Di Giangiuseppe Pili                                                   www.scuolafilosofica.com

Capita che gli esseri umani vogliano misurarsi coi computer che hanno creato in qualche attività di tipo intellettuale, come quando si fa giocare il tal campione di scacchi contro un software scacchistico (…). Man mano che aumentano la potenza e le capacità dei calcolatori elettronici, molte persone si sentono rassicurate dal fatto che un campione del mondo di scacchi riesca ancora a battere il computer, e viceversa, avvertono una sorta di disagio se, invece, è la macchina a spuntarla. (…) Il fatto è che a molti dà fastidio l’idea che un computer possa essere più intelligente di noi.[2]

Berto F.

Attorno al computer scacchistico, vivono due generi di opinioni distinte e contrastanti: da una parte ci sono i “luddisti”, quelli che vedono nell’arrivo del computer la fine dell’intelligenza e la vittoria del meccanicismo negli scacchi. Generalmente i “luddisti” sono dei nostalgici e vorrebbero tornare all’ingenuità, persa con il computer.

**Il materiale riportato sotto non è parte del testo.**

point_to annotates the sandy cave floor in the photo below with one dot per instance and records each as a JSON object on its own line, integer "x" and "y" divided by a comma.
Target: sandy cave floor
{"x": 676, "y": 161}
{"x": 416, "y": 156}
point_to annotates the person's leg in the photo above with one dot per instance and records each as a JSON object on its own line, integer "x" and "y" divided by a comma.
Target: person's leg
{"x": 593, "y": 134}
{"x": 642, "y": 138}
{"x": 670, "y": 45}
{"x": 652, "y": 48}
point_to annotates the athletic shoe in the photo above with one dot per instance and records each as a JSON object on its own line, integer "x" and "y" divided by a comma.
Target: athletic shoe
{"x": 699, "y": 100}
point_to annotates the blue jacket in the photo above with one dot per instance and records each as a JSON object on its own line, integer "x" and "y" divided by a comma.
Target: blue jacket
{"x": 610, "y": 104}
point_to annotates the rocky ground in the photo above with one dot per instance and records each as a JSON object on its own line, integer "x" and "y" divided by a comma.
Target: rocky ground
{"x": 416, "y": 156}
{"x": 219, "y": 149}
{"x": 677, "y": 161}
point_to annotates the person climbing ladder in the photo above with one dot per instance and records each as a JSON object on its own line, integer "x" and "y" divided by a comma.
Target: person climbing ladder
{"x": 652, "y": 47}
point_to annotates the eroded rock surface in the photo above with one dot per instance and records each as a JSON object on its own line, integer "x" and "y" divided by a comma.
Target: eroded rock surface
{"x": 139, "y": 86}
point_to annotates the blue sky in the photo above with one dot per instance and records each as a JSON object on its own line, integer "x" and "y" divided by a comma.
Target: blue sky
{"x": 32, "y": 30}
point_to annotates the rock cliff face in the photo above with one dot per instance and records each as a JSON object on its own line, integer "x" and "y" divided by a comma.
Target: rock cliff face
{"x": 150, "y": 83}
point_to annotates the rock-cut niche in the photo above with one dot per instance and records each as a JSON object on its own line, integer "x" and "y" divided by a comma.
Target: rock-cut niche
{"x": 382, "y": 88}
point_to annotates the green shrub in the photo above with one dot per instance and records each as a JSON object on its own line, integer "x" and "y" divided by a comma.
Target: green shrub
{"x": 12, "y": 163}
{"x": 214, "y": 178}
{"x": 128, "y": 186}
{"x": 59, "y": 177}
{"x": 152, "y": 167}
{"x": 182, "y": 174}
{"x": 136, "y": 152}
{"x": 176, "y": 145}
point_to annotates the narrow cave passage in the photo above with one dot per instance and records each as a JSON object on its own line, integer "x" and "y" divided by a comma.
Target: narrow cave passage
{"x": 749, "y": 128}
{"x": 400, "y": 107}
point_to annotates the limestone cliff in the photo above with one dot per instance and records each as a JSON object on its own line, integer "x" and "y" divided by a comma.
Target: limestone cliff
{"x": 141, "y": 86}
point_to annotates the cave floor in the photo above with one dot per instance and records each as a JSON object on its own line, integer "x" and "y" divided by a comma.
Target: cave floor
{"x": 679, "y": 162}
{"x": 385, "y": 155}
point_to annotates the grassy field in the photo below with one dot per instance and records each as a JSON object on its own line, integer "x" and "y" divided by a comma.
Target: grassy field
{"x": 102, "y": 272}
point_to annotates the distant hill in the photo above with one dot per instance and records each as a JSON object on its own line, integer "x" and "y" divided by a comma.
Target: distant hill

Dall’altra parte ci sono i “trionfalisti”, quelli cioè che vedono nel computer la concretizzazione dell’intelligenza, la sua manifestazione “reale” o la sua espressione massima. In entrambe le posizioni l’intelligenza umana viene dopo quella del computer quando, in fin dei conti, il computer non è poi molto diverso da una ruota o da una trave: è uno strumento incapace di autodeterminarsi, un puro mezzo.[3] Il fatto che Fritz sia più efficiente, mediamente, di un giocatore umano non implica che sia “mentalmente superiore” ed esso non deve essere paragonato all’uomo ma ad un coltello. Infatti nessuno si rammarica che un coltello tagli la fetta di salame meglio di una mano priva di strumento. Eppure, vedere le cose secondo questo punto di vista, richiede uno sforzo psicologico superiore a quel che, generalmente, si sente il bisogno di fare.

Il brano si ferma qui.